Glasses, houses, telephones, vacuum cleaners: nowadays everything contains a computer. But for our menstruation we still use products that can’t do more than absorbing or catching blood. Isn’t it time for a smart tampon?
In ‘The Future of Periods Will Be High-Tech, Messy, and Might Involve Jellyfish’ on Vice, American blogger/journalist Tori Telfer points out the four main products we’ve been using for decades to get through our menstruation: tampons, sanitary towels, menstrual cups and period-proof underwear. She could have added sponge tampons to the list, but those are actually soft tampons. And washable sanitary towels are just sanitary pads.

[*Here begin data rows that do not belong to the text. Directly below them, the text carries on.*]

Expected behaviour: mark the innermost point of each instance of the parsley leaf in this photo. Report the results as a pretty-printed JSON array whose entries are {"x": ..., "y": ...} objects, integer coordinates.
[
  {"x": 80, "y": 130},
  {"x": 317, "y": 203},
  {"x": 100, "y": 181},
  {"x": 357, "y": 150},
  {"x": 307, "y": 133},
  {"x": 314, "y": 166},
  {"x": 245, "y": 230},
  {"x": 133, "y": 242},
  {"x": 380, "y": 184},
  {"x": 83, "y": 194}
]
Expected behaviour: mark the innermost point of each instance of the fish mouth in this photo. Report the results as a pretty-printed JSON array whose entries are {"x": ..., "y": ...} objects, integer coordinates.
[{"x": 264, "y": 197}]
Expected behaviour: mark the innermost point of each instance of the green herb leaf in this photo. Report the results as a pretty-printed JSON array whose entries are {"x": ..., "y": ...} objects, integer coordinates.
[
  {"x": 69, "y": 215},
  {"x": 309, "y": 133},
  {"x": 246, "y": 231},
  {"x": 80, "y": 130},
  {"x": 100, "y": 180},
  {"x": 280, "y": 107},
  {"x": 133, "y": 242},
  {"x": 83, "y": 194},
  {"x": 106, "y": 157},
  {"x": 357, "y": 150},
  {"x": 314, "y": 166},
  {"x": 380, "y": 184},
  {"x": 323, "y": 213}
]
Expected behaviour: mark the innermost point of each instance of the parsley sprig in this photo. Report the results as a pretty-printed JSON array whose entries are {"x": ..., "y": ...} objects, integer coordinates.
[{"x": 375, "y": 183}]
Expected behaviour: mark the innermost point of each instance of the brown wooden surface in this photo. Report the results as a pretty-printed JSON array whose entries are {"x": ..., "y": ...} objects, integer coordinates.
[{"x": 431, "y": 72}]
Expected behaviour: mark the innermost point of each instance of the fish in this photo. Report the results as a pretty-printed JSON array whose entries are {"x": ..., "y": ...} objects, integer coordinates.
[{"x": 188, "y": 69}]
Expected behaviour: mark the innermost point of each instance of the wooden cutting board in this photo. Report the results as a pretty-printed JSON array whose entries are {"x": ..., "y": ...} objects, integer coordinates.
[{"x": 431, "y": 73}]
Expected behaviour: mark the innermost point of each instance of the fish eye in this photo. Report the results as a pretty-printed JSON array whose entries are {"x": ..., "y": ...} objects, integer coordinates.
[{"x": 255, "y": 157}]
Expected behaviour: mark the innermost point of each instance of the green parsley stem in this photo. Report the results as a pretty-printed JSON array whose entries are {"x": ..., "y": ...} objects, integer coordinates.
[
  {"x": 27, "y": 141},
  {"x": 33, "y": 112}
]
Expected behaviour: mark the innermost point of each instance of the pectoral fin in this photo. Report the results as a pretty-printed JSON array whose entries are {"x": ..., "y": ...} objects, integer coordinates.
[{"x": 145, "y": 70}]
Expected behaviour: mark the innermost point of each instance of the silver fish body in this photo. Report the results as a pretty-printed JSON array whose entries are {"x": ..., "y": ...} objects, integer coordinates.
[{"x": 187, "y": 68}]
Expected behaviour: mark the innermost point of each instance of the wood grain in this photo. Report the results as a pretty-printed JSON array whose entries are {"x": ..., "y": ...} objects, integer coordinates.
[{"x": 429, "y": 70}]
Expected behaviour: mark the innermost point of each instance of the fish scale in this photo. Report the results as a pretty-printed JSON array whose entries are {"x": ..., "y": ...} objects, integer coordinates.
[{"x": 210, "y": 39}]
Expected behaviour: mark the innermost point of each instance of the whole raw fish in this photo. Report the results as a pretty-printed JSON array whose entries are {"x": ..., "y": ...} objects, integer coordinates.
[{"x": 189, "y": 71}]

Telfer soon concludes: there is no perfect period product. Of course, sometimes somebody tries to invent the wheel, but mostly, it’s just re-inventing the same wheel. ‘A 2001 patent for a tampon applicator with a lubricated tip seems promising, until you realize that lubricated tampon applicators came and went in the 70s.’ Also the new growing trend of all-cotton tampons is actually a step back in time. ‘The first commercial tampon was made of cotton, inspired by the cotton plugs used in surgery at the time.’
Middle Ages
‘Are we finally entering a new era where period technology catches up to the rest of the world?’, Telfer asks herself. ‘Or will feminine hygiene remain in the dark ages for decades to come?’ Already five years ago Kevin B. Larkin filed a patent for a tampon monitoring system, which wirelessly connects to your mobile phone. Your phone will alert you when it’s time to change a tampon, but will also save information about your cycle and blood loss; data which can for example be shared with doctors. It’s now 2015, but there’s still no miracle tampon for sale. It is, however, clear that tampons can be used for many other things than just absorbing blood.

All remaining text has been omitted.